4大卒女子は採用していない、女子はあなたの大学は指定外でダメと言われ続けて約1カ月。なんとか数社から面接の機会をいただいた。

とにかく断られ続けていたのでチャンスがあればどこでも出向いた。
業種、職種など選べるはずもなく何でもよかった。

そうすると起こること。昨日は機械メーカーと製薬会社、今日はアパレルと貿易会社、というように実に様々な会社の面接を一度に受けることになる。

ある会社の面接でのこと。
一通り定番の質問に受け答えをした後、「我が社に入社したら、どんな仕事をしたいですか?」と聞かれた。

「うっ!」と返答に困る。あまりに多種多様の会社に応募したため、今現在面接を受けている会社が何の会社だったか一瞬わからなくなってしまったのである。
「ありゃ、ここは何の会社だったけ・・・ヤバい。
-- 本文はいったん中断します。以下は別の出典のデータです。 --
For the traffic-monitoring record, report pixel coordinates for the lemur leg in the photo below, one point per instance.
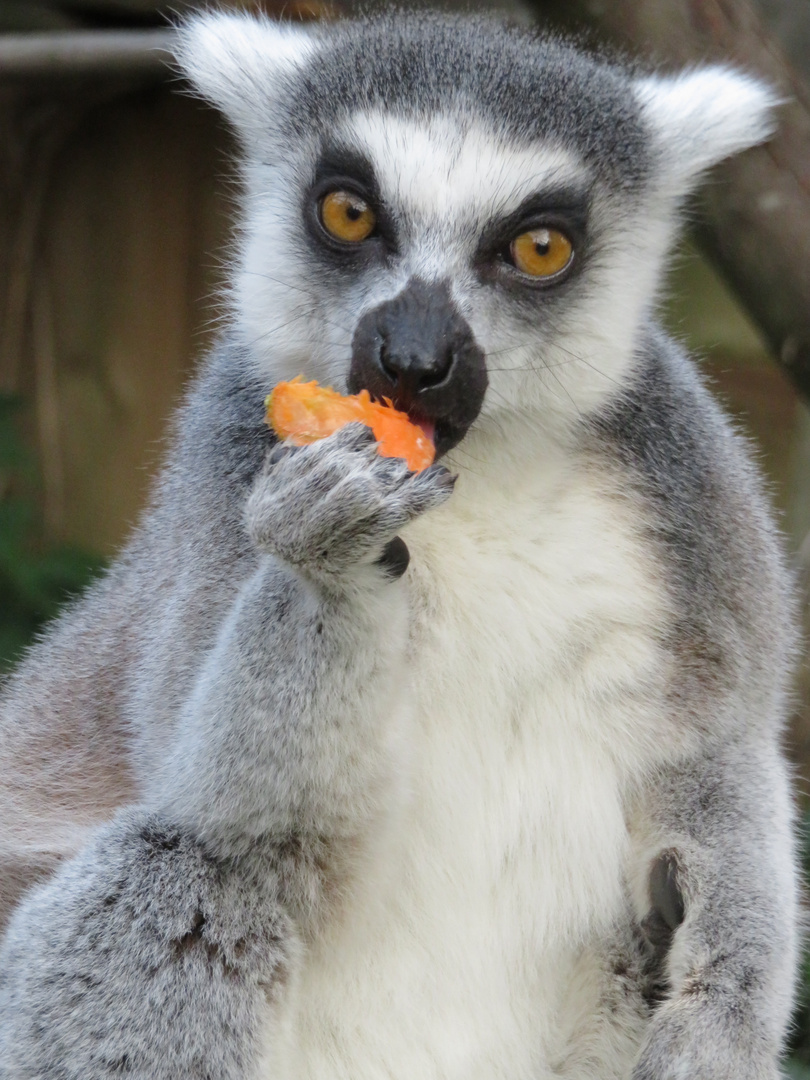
(721, 887)
(160, 950)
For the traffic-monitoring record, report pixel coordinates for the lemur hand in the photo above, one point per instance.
(337, 503)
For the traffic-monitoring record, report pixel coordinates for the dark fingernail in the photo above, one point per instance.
(394, 558)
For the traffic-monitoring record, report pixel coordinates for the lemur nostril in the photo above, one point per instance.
(436, 373)
(388, 365)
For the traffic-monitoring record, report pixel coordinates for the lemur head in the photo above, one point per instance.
(466, 218)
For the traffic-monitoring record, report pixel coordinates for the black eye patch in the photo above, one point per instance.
(563, 208)
(341, 167)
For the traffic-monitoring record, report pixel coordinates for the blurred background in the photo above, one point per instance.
(117, 200)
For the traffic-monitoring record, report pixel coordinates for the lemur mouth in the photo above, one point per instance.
(419, 352)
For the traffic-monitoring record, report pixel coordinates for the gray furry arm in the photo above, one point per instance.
(161, 949)
(724, 899)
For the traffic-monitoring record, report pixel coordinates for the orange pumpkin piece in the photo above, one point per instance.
(304, 413)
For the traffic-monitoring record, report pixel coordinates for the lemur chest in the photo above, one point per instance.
(507, 848)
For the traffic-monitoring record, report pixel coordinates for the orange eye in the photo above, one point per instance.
(347, 217)
(541, 253)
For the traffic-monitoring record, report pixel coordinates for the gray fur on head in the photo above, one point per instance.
(470, 774)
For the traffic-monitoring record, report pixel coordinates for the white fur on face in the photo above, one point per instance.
(444, 181)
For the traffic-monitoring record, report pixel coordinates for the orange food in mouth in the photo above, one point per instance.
(304, 413)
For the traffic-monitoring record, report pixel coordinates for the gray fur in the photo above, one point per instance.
(240, 680)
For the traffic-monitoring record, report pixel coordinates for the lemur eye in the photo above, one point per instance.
(347, 217)
(541, 253)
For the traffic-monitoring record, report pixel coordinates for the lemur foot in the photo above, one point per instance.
(336, 503)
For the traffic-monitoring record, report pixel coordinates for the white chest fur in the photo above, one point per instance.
(531, 673)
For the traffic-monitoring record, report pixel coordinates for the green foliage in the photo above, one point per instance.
(36, 578)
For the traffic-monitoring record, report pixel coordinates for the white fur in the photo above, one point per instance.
(704, 116)
(235, 62)
(459, 955)
(446, 181)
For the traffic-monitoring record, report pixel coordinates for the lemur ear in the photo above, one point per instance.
(239, 62)
(701, 117)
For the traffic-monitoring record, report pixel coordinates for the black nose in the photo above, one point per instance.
(419, 350)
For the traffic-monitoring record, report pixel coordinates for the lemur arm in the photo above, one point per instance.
(723, 885)
(161, 948)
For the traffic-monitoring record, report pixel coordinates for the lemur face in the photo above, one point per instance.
(467, 219)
」
何と答えるべきか焦りまくる自分。全身に汗がじんわり。

一か八かで思いついたのはどこの会社にもある職種。
「経理。」
実は自分に最も向いていないのは経理だと思っていた。それなのに。。。
面接終了後、情けなくて涙がでた。

面接の前にはその会社のことをしっかり研究する、というのは基本中の基本。当然でしょ、と言われそうである。私もそう思う。
しかし、しかし、ネットもない時代。
会社のことを調べようと思ったら就職課や図書館にある会社四季報を見るか(貸出禁止)、リクルートが出版していた電話帳のような分厚い企業ガイド(重すぎて持ち運ぶのは無理)で調べるしかない。

私が応募した会社は上場していないところが多くてこれらの資料に掲載されていないところも多かった。

電話して手ごたえあればそのまま駆けつけていたため時間に余裕もなかったのでした。

当然、その面接は落ちた。

数年後。

会社員になってしばらくしてから、業界誌の取材を会社代表で受けることが数回あった。
その時に決まって聞かれる項目が「何故、この業界をえらびましたか?」である。

真実の答えは「理由などない。採用してくれればどこでもよかった。たまたま就職したのがこの業種の会社だったのです。」

しかし、そんなことは言えるはずもない。
質問者が想定しているであろう無難な回答をしたのでした。

管理職になってからは、自社の採用面接官を頼まれることに。
学生さん達のインタビューをしているとき、当時と同じような質問をしている自分がいた。「何故、この業界を希望しているのですか。」

学生の皆さんの回答はしっかりしていた。
採点をしながら過去の自分の失態が思わず甦り、あせるのでした。